Properties of the Relative Entropy

Properties of the Relative Entropy

In this article, we will introduce some important properties of the relative entropy, including lower semi-continuity, convexity, compactness of sublevel sets based on the Donsker-Varadhan variational formula.

Let $X$ be a Polish space, and $\mathcal{B}$ be the corresponding Borel $\sigma-$algebra. We denote by $\mathcal{P}(X)$ the set of probability measures on $(X,\mathcal{B})$.

Definition 1. For $\nu\in \mathcal{P}(X)$, the relative entropy functional (also called KL divergence) is a mapping $H(\cdot \Vert\nu ): \mathcal{P}(X)\to \overline{\mathbb{R}}$, defined by

$$
H(\mu\Vert\nu):=\begin{cases}
\int_X \log \left(\frac{d\mu}{d\nu}\right)d\mu,& \text{if } \mu\ll \nu\\\
+\infty,& \text{otherwise}
\end{cases}.
$$

Remark 1. Since $s(\log s)^{-}$ is bounded for $s\in [0,+\infty)$, whenever $\mu\in \mathcal{P}(X)$ is absolutely continuous with respect to $\nu$,

$$
\int_X \log \left(\frac{d\mu}{d\nu}\right)^{-}d\mu=\int_X \frac{d\mu}{d\nu}\log \left(\frac{d\mu}{d\nu}\right)^{-}d\nu<+\infty.
$$

It follows that the relative entropy is well-defined.

Lemma 1. For $\nu\in \mathcal{P}(X)$, the relative entropy $H(\cdot\Vert\nu)$ functional is positive definite, namely, $H(\mu\Vert\nu)\ge 0$ and $H(\mu\Vert\nu)=0$ if and only if $\mu=\nu$.
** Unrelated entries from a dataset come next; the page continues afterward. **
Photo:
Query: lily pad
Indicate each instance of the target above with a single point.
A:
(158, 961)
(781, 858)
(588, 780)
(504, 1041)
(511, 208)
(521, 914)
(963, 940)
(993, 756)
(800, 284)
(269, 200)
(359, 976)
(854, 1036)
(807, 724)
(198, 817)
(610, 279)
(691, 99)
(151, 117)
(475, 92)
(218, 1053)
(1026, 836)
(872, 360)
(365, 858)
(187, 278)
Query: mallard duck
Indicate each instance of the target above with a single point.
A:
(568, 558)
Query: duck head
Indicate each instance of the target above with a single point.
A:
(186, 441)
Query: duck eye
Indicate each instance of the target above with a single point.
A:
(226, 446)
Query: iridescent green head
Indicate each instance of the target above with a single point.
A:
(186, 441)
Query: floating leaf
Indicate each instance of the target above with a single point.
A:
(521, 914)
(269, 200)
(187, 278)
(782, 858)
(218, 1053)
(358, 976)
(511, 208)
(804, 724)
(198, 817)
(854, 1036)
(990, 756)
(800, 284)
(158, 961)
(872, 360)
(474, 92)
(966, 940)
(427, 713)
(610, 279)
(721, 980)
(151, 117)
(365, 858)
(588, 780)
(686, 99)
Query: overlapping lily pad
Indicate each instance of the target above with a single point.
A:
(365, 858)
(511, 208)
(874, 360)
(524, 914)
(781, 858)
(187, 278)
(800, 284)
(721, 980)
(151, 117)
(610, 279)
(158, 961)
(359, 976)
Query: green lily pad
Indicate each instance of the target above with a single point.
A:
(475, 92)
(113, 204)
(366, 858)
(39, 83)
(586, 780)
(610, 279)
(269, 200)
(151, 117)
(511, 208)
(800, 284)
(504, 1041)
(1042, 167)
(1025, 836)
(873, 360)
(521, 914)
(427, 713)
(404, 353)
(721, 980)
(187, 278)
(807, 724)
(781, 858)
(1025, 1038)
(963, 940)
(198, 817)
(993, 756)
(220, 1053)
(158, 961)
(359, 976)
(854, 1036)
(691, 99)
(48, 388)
Proof. It suffices to consider the case where $H(\mu\Vert\nu)<+\infty$. Since $s\log s\ge s-1$ with equality if and only if $s=1$,
$$
H(\mu\Vert\nu)=\int_X \frac{d\mu}{d\nu}\log \left(\frac{d\mu}{d\nu}\right) d\nu\ge \int_X \left(\frac{d\mu}{d\nu}-1\right) d\nu=\int_X d\mu-\int_Xd\nu=\mu(X)-\nu(X)=0.
$$
And the equality holds if and only if
$$
\frac{d\mu}{d\nu}=1\quad \nu-a.e.\ ,
$$
if and only if $\mu=\nu$. This complete the proof. $\square$

Proposition 1. Let $f:X\to\mathbb{R}$ be a bounded measurable function and $\nu\in \mathcal{P}(X)$. The following conclusions holds.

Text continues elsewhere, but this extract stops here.